I.e. the standard practice is to pick an arbitrary cutoff, with little regard to the costs and benefits of treating whatever caused the unusual reading. I’m guessing that’s at least in part due to reluctance of reference range experts to take responsibility for treatment decisions.
The effects of that standard practice vary a lot from test to test.
For vitamin D or B12, abnormally high levels might mean increased risk of kidney stones if you’re deficient in vitamin K2, or might be a sign of liver problems. But those readings are probably also compatible with great health. Reacting to high readings in those vitamins might be better than doing nothing, but there are probably better ways to handle the relevant risks. So it’s hard to say whether any high values here ought to be flagged as abnormal.
For thyroid levels, there’s a good deal of disagreement, even among mainstream doctors, about what levels are worth treating.
We know fairly well that a century ago, a large fraction of people had iodine deficiencies that caused blatant thyroid problems. Enough that it sort of made sense to treat everyone by adding iodine to salt.
Iodine deficiencies aren’t common today, but many other things cause variations in thyroid levels. So it shouldn’t be too surprising if way more than 5% of the population would be better off if their thyroid levels were optimized.
My experience with fluctuating thyroid levels leaves me strongly dissatisfied with the conventional use of thyroid reference ranges. I’ve felt a big difference in mood and energy levels between times when I had a “normal” TSH of 4, versus when I had a TSH between 1 and 2 (which is where the median person is).
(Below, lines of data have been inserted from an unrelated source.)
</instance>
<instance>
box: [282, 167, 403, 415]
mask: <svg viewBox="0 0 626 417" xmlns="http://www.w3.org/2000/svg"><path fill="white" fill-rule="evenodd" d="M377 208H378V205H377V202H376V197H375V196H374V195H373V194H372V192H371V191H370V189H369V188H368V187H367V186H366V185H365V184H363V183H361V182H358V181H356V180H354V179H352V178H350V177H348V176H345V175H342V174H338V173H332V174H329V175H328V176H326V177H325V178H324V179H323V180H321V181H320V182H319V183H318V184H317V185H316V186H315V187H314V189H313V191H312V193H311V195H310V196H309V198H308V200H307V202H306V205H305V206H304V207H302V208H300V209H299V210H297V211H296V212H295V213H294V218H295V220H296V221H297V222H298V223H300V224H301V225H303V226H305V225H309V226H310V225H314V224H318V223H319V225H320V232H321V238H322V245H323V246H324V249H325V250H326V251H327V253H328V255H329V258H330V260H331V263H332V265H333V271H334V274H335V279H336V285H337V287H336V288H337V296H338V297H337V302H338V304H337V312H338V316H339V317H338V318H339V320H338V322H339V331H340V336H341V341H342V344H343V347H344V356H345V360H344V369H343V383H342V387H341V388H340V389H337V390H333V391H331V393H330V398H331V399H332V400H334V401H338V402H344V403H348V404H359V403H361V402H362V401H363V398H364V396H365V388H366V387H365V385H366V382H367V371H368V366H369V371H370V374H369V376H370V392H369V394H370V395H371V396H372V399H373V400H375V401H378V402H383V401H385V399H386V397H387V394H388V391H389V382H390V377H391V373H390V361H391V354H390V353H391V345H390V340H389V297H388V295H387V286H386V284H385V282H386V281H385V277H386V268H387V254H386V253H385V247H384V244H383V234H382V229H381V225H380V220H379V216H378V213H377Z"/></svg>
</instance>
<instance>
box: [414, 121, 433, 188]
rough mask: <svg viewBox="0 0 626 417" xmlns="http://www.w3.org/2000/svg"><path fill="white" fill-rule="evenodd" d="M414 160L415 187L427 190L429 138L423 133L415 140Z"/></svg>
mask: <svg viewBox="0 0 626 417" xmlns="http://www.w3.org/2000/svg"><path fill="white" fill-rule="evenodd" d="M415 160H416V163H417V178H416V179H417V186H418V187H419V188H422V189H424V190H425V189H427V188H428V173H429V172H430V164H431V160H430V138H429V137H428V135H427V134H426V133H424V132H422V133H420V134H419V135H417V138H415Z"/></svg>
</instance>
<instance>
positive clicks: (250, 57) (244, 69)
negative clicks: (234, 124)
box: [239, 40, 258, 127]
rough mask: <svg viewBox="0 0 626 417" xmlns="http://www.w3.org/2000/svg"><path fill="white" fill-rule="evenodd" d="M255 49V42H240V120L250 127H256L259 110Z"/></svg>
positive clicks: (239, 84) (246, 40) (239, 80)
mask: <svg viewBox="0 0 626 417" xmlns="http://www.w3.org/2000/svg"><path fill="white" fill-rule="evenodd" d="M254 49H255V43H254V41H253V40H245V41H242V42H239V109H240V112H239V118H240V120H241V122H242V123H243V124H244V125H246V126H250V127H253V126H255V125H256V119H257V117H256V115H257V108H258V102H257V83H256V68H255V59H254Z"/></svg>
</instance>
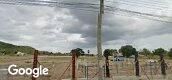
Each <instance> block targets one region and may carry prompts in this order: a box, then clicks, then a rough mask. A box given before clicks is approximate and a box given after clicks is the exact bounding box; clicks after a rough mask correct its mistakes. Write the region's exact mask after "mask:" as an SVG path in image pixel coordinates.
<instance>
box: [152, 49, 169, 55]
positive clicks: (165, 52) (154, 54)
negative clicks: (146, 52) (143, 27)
mask: <svg viewBox="0 0 172 80" xmlns="http://www.w3.org/2000/svg"><path fill="white" fill-rule="evenodd" d="M166 53H167V51H166V50H164V49H163V48H158V49H155V50H154V51H153V54H154V55H159V56H160V55H164V54H166Z"/></svg>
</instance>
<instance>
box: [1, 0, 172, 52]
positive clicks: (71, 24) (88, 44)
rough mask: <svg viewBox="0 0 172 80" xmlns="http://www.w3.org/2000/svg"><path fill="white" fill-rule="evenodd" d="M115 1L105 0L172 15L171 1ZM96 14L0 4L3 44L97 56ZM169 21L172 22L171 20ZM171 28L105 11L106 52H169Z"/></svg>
mask: <svg viewBox="0 0 172 80" xmlns="http://www.w3.org/2000/svg"><path fill="white" fill-rule="evenodd" d="M44 1H45V0H44ZM46 1H51V0H46ZM60 1H62V0H60ZM69 1H75V2H83V3H97V4H98V0H65V2H69ZM115 1H117V2H118V3H116V2H115ZM115 1H113V0H108V1H107V0H106V2H105V4H106V5H109V6H113V7H119V8H122V9H127V10H132V11H138V12H144V13H151V14H155V15H165V16H170V15H172V1H170V0H153V1H151V2H150V1H149V0H115ZM125 3H126V4H125ZM128 4H129V5H128ZM141 6H142V7H141ZM97 14H98V13H97V12H92V11H84V10H78V9H71V8H68V7H67V8H60V7H46V6H45V7H43V6H21V5H5V4H0V41H4V42H9V43H12V44H16V45H27V46H32V47H34V48H36V49H39V50H48V51H53V52H59V51H60V52H69V51H70V50H71V49H73V48H77V47H79V48H83V49H84V50H85V51H86V50H88V49H89V50H91V52H92V53H96V24H97ZM168 21H171V22H172V19H168ZM171 25H172V23H165V22H159V21H153V20H148V19H144V18H142V17H138V16H135V15H131V14H127V13H119V15H117V14H111V13H106V12H105V14H104V17H103V31H102V32H103V36H102V37H103V49H105V48H112V49H119V48H120V47H121V46H123V45H126V44H131V45H133V46H134V47H136V48H137V49H138V50H139V49H142V48H148V49H151V50H153V49H155V48H159V47H162V48H165V49H167V50H168V49H169V48H172V26H171Z"/></svg>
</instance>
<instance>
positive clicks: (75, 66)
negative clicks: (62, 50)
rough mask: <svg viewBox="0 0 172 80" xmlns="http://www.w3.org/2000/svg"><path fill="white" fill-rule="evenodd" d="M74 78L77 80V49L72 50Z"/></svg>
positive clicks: (72, 62) (73, 72)
mask: <svg viewBox="0 0 172 80" xmlns="http://www.w3.org/2000/svg"><path fill="white" fill-rule="evenodd" d="M72 80H76V50H72Z"/></svg>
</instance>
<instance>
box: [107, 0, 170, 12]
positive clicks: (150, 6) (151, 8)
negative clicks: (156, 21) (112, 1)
mask: <svg viewBox="0 0 172 80" xmlns="http://www.w3.org/2000/svg"><path fill="white" fill-rule="evenodd" d="M108 2H110V3H117V4H123V5H129V6H133V7H135V6H137V7H142V8H147V9H153V10H163V8H159V7H151V6H145V5H139V4H133V3H126V2H116V1H113V2H112V1H108ZM170 11H172V10H170Z"/></svg>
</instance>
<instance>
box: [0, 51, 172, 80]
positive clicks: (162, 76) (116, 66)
mask: <svg viewBox="0 0 172 80" xmlns="http://www.w3.org/2000/svg"><path fill="white" fill-rule="evenodd" d="M36 53H37V52H36ZM36 56H37V58H36V57H33V56H32V57H26V58H22V59H21V58H20V59H16V60H14V61H15V64H16V65H18V67H22V68H33V67H37V66H39V65H42V66H43V67H46V68H48V69H49V75H47V76H40V77H39V78H37V79H36V80H62V79H71V78H72V77H76V78H78V80H79V78H80V79H84V80H96V78H97V75H98V72H97V65H96V60H91V59H90V60H88V61H86V60H81V59H78V60H77V58H76V57H73V58H72V57H71V56H68V57H66V56H65V57H63V56H62V57H59V56H39V55H36ZM94 58H95V57H94ZM74 59H75V60H74ZM35 62H36V63H35ZM74 62H76V63H74ZM139 62H140V65H139V66H140V67H139V68H140V77H139V79H142V80H158V79H159V80H163V79H166V80H172V77H171V76H172V64H171V62H169V61H166V63H167V66H168V67H167V69H166V74H167V76H166V77H165V78H164V76H161V64H160V62H156V63H154V64H150V63H147V62H146V61H143V60H140V61H139ZM72 63H73V64H72ZM102 63H104V61H102ZM33 65H36V66H33ZM8 66H9V65H7V64H1V65H0V80H34V79H33V78H32V76H27V75H24V76H19V75H16V76H12V75H9V74H8V73H7V70H5V69H7V67H8ZM102 66H104V65H102ZM72 67H75V69H74V68H72ZM109 68H110V78H105V74H104V79H106V80H109V79H110V80H135V79H138V77H135V62H134V60H133V59H129V60H128V61H123V62H114V61H111V62H110V66H109ZM73 69H74V70H75V72H73ZM102 71H103V72H104V73H105V67H103V69H102ZM72 74H75V75H72ZM73 80H74V79H73Z"/></svg>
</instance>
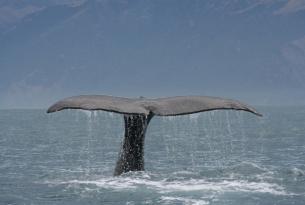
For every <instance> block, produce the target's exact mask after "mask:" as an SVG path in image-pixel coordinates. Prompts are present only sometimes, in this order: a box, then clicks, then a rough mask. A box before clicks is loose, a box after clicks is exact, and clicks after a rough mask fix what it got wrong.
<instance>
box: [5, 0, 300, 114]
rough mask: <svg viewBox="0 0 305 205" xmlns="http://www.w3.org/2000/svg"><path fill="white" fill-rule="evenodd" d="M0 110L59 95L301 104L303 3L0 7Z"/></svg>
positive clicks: (39, 103) (70, 1) (179, 4)
mask: <svg viewBox="0 0 305 205" xmlns="http://www.w3.org/2000/svg"><path fill="white" fill-rule="evenodd" d="M0 72H1V73H0V108H1V107H46V106H47V105H48V104H49V103H50V102H52V101H54V100H56V99H58V98H60V97H63V96H65V95H68V96H69V95H75V94H83V93H96V94H98V93H101V94H113V95H123V96H140V95H144V96H145V95H146V96H147V97H154V96H164V95H186V94H200V95H221V96H225V97H232V98H238V99H241V100H245V101H251V102H253V103H255V104H277V103H279V104H302V103H303V102H305V92H304V89H305V0H231V1H228V0H218V1H215V0H204V1H201V0H194V1H188V0H166V1H164V0H23V1H20V0H0Z"/></svg>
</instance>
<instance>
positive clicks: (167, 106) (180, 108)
mask: <svg viewBox="0 0 305 205" xmlns="http://www.w3.org/2000/svg"><path fill="white" fill-rule="evenodd" d="M64 109H83V110H104V111H109V112H115V113H121V114H124V123H125V136H124V141H123V145H122V149H121V151H120V154H119V159H118V161H117V163H116V168H115V171H114V175H120V174H122V173H124V172H128V171H142V170H144V141H145V132H146V129H147V126H148V124H149V122H150V120H151V119H152V117H153V116H154V115H157V116H175V115H186V114H192V113H198V112H205V111H211V110H224V109H227V110H228V109H230V110H241V111H246V112H250V113H253V114H255V115H258V116H262V115H261V114H260V113H258V112H257V111H256V110H255V109H253V108H251V107H250V106H248V105H246V104H244V103H241V102H238V101H236V100H230V99H223V98H216V97H206V96H178V97H168V98H157V99H146V98H133V99H132V98H122V97H113V96H106V95H81V96H74V97H69V98H66V99H63V100H61V101H58V102H57V103H55V104H54V105H52V106H51V107H50V108H49V109H48V110H47V113H52V112H56V111H60V110H64Z"/></svg>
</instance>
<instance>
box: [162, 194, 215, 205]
mask: <svg viewBox="0 0 305 205" xmlns="http://www.w3.org/2000/svg"><path fill="white" fill-rule="evenodd" d="M161 200H162V204H167V203H169V204H172V203H173V202H182V203H183V204H185V205H206V204H209V202H208V201H205V200H201V199H190V198H184V197H171V196H162V197H161Z"/></svg>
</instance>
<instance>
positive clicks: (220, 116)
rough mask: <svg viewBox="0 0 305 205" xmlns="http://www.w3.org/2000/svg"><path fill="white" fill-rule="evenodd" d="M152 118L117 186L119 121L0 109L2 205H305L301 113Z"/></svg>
mask: <svg viewBox="0 0 305 205" xmlns="http://www.w3.org/2000/svg"><path fill="white" fill-rule="evenodd" d="M258 110H259V111H260V112H261V113H263V114H264V117H263V118H258V117H256V116H254V115H251V114H249V113H244V112H234V111H213V112H206V113H200V114H193V115H189V116H178V117H154V118H153V119H152V121H151V123H150V125H149V127H148V130H147V135H146V141H145V167H146V171H145V172H134V173H127V174H124V175H122V176H119V177H113V176H112V174H113V170H114V166H115V162H116V159H117V157H118V152H119V150H120V144H121V141H122V137H123V134H124V130H123V119H122V116H121V115H119V114H109V113H106V112H85V111H76V110H68V111H62V112H58V113H54V114H46V113H45V111H44V110H0V204H197V205H198V204H234V205H235V204H304V201H305V107H258Z"/></svg>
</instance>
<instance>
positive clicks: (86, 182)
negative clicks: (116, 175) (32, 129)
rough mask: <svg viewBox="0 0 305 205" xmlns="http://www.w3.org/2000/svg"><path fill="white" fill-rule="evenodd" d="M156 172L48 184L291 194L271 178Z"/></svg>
mask: <svg viewBox="0 0 305 205" xmlns="http://www.w3.org/2000/svg"><path fill="white" fill-rule="evenodd" d="M152 178H153V176H150V175H148V174H143V175H141V176H139V175H137V176H123V177H109V178H101V179H97V180H78V179H75V180H68V181H46V182H45V183H47V184H53V185H68V186H73V185H88V186H92V185H93V186H96V188H103V189H114V190H122V189H137V188H143V187H145V188H146V189H151V190H154V191H156V192H159V193H172V192H190V191H193V192H197V191H203V192H216V193H220V192H221V193H223V192H253V193H267V194H272V195H290V194H289V193H287V192H286V191H285V189H284V188H283V187H282V186H280V185H278V184H275V183H268V182H264V181H262V182H250V181H247V180H228V179H227V180H220V181H210V180H207V179H186V180H185V179H179V180H170V181H168V180H167V178H166V179H162V180H156V179H152Z"/></svg>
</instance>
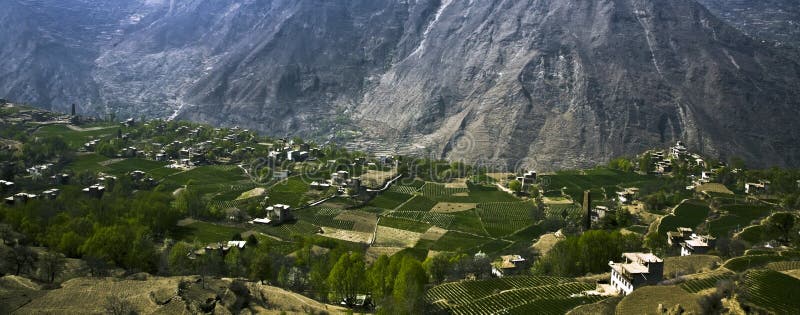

This example illustrates some common themes that distinguish functional medicine from other brands of medicine: functional medicine aims for a higher standard of health, and is more willing to accept subjective measures of benefit.
Caveats
There doesn’t appear to be any authority that regulates the term “functional medicine”, so it’s not a brand in the sense of Tesla or Trader Joe’s. It functions more like “libertarian” or “Rationalist”. I expect that there are larger quality variations among functional medicine practitioners than among mainstream doctors, and therefore plenty of quacks who identify as functional medicine practitioners.
Good practitioners have no easy way to convince prospective patients of their quality (Kresser did so via blogging and writing books), so the ones that are recognizably good are a bit expensive, and have long waiting lists on top of that.
You may have noticed that I’ve mostly described functional medicine in terms of what kind of person it helps, and said less of its practices or paradigms. That’s not an accident. I see some differences in terms of functional medicine being more Bayesian and mainstream medicine being more High Modernist, but those probably explain less than half of what’s distinctive about functional medicine. I see many of the differences as being more like the differences between brands of cars – a fair amount of it is simply due to catering to different types of customers.
Functional medicine is definitely not appropriate for everyone. It’s mainly for people with enough chronic problems (such as aging) to justify putting an above-average amount of time and effort into improving their health.
P.S. – I previously mentioned that ashwagandha had strong effects on my thyroid levels. That is no longer true. My current guess is that the strong effects involved interactions between ashwagandha and high iodine levels (from eating kelp powder), and vanished when my iodine levels returned to normal.